Former Clemson All-American kicker and punter Chris Gardocki played for a lot of different head coaches during his 16-year NFL career, such as Mike Ditka and Dave Wannstedt with the Chicago Bears from 1991-94, Jim Mora with the Indianapolis Colts in 1998, Butch Davis with the Cleveland Browns from 2001-03 and Bill Cowher with the Pittsburgh Steelers from 2004-06.
But it was Gardocki’s first head coach at Clemson in 1988 and 1989, Danny Ford, that perhaps made the biggest impact on his life.
Gardocki, who was inducted into the South Carolina Athletic Hall of Fame on Monday, reflected on how Ford helped shape him into the player he was and the person he is today.
“I loved it.
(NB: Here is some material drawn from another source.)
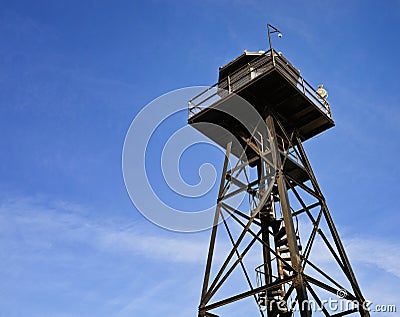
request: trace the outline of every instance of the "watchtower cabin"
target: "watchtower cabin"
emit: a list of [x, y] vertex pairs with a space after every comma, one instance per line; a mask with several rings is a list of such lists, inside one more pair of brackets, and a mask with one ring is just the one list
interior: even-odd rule
[[[283, 130], [296, 130], [302, 141], [334, 126], [328, 101], [301, 76], [300, 70], [274, 49], [266, 52], [244, 51], [220, 67], [218, 83], [189, 101], [188, 123], [225, 148], [231, 139], [229, 133], [216, 132], [213, 131], [213, 125], [199, 123], [223, 127], [244, 148], [246, 138], [252, 136], [237, 119], [223, 111], [241, 106], [235, 98], [243, 98], [250, 103], [264, 120], [273, 112], [282, 123]], [[283, 138], [282, 129], [278, 126], [275, 129], [278, 139], [282, 141], [279, 142], [279, 148], [283, 153], [288, 150], [288, 144]], [[231, 152], [239, 157], [242, 148], [233, 146]], [[246, 155], [249, 160], [257, 156], [252, 147], [246, 147]], [[298, 181], [307, 180], [306, 173], [298, 168], [293, 157], [285, 164], [285, 169]]]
One of my best experiences of any,” Gardocki said of playing for Ford. “I played for a bunch of head coaches in the NFL as well, and then two at Clemson with Ken Hatfield. But Danny was great. He was a father figure to me and probably a lot of players. … He’s a guy you can go to a bar, sit down and have a beer with. He’s like that off the field, and on the field, he was just a great mentor for me and I can’t appreciate him more than I do.”
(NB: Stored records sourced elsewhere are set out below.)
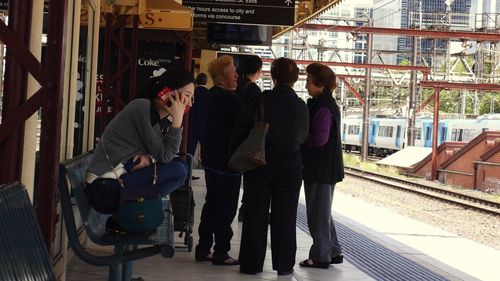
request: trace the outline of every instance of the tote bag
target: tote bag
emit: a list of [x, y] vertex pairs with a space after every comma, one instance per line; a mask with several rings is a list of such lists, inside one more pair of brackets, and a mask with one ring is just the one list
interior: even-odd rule
[[257, 122], [248, 136], [234, 151], [228, 167], [238, 172], [248, 172], [266, 165], [266, 136], [269, 123], [264, 122], [265, 96], [259, 96]]

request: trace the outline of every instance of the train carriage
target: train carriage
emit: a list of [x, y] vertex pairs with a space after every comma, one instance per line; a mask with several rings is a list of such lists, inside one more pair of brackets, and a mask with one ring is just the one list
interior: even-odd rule
[[[368, 127], [369, 153], [389, 155], [405, 148], [405, 118], [373, 118]], [[438, 126], [438, 145], [445, 141], [469, 142], [483, 131], [500, 131], [500, 114], [485, 115], [477, 119], [443, 119]], [[432, 147], [433, 120], [417, 119], [415, 146]], [[363, 119], [342, 119], [342, 143], [346, 151], [360, 151], [363, 136]]]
Fast forward to the present, and Gardocki is paying close attention to the Dabo Swinney era of Clemson football.
Since taking over as Clemson’s head coach in 2008, Swinney has amassed a 116-30 (.795) record in 11 seasons (10 full seasons) while leading the Tigers to five ACC Championships, eight consecutive 10-or-more-win seasons from 2011-2018, and two of the last three National Championships.
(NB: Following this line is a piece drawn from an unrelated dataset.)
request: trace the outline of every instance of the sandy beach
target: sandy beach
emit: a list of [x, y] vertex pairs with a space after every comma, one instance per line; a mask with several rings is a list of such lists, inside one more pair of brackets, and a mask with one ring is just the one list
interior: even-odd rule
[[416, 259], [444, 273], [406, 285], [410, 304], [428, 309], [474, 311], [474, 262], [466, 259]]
As gaudy as Swinney’s resume is, Gardocki is even more impressed by the culture that Swinney has created at Clemson and the type of character he helps instill in his players.
“I think what’s more impressive than anything, you see what kind of kids Clemson recruits and Dabo recruits,” Gardocki said. “I knew from the start that he’s special. Obviously everybody knows it now, but back then, those guys stuck with him through the rough times because they saw what he was building and the kind of young men he brings in.
“And I think that’s what I’m more proud of. The wins are great, but seeing these kids come out of Clemson… Because they’re not all going to be lucky enough to play pro football, but what kind of young men they bring into Clemson really makes Clemson what it is – a bunch of great people and great young men, and he’s done a phenomenal job.”